ROI Analysis: When Fine-Tuning Pays Off

Fine-tuning makes financial sense in specific scenarios:

  • High-volume classification: If you're processing 100K+ requests per day, even small per-request savings from shorter prompts add up. A fine-tuned model that eliminates a 500-token system prompt saves ~$0.15 per 1,000 requests at $0.30/1M input tokens.
  • Domain-specific generation: Medical reports, legal documents, or code in proprietary frameworks — tasks where general models consistently miss the mark. Fine-tuning can reduce error rates by 20-50%, cutting the cost of human review.
  • Latency-sensitive applications: Fine-tuned models need shorter prompts, which means fewer input tokens to process — resulting in lower time-to-first-token latency.

Break-even example:

Training a GPT-4o-mini fine-tune on 100K tokens (3 epochs) costs about $0.90. If the fine-tuned model lets you drop a 400-token system prompt from each request, you save $0.12 per 1,000 requests. At 10,000 requests/day, the training cost pays for itself in under a day.

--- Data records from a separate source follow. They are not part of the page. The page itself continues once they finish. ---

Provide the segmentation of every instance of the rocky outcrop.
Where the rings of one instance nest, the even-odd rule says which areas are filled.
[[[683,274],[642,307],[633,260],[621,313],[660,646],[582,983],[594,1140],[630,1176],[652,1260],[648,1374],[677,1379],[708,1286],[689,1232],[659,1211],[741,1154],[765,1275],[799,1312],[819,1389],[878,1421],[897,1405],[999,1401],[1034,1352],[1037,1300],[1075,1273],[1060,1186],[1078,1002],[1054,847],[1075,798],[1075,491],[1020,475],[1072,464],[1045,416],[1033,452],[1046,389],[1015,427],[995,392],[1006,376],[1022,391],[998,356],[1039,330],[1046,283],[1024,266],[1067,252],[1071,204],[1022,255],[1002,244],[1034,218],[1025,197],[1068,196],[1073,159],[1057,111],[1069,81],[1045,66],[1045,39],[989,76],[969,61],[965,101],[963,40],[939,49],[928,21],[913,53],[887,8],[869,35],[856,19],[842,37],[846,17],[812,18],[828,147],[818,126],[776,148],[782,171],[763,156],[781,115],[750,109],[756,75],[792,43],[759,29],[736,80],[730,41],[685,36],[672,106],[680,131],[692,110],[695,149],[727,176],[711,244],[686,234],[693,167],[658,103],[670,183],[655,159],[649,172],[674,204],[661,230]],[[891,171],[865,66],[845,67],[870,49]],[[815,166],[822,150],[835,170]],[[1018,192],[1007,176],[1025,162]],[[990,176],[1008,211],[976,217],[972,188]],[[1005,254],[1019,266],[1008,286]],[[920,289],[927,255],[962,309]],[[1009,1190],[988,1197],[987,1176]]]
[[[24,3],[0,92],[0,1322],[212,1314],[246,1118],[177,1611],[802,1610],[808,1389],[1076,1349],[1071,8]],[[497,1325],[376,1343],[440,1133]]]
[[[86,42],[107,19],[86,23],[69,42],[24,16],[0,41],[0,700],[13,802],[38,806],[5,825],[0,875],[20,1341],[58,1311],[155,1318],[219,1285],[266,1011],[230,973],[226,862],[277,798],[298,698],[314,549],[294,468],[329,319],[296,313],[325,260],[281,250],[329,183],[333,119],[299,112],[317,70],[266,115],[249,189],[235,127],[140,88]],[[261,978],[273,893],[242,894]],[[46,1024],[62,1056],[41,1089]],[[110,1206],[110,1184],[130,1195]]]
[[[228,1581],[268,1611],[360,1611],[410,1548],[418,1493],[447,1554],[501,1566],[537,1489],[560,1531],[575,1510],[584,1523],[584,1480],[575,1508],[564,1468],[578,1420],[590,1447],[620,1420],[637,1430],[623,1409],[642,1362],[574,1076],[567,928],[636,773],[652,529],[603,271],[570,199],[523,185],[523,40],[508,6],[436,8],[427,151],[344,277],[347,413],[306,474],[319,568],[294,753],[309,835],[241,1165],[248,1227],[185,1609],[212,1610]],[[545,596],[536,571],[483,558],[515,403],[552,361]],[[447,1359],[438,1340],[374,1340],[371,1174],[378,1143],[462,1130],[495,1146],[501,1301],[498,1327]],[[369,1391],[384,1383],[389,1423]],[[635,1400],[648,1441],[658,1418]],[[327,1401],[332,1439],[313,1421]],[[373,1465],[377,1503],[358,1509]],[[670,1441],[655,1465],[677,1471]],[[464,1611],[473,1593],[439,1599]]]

How to Choose a Fine-Tuning Provider

  • OpenAI — Best for teams already using GPT models. Seamless experience with no infrastructure to manage. GPT-4o-mini offers the best value for most use cases. Minimum 10 examples required.
  • Google (Vertex AI) — Strong choice for enterprise teams on GCP. Gemini 2.0 Flash fine-tuning is competitively priced, and inference costs don't increase for tuned models.
  • Together AI — Best budget option for open-source models. LoRA fine-tuning starts at $0.48/1M tokens. Supports Llama, Mistral, and other open models with serverless inference included.
  • Fireworks — Similar to Together AI with competitive pricing for open-source models. Strong DPO support for RLHF-style fine-tuning at 2x the SFT price.
  • Mistral — Best for teams building with Mistral models specifically. Note the $4 minimum fee per job and $2/month storage cost.
  • Cohere — Good for RAG and enterprise search use cases. Command R models are optimized for retrieval-augmented generation, making fine-tuning particularly effective for search-heavy workflows.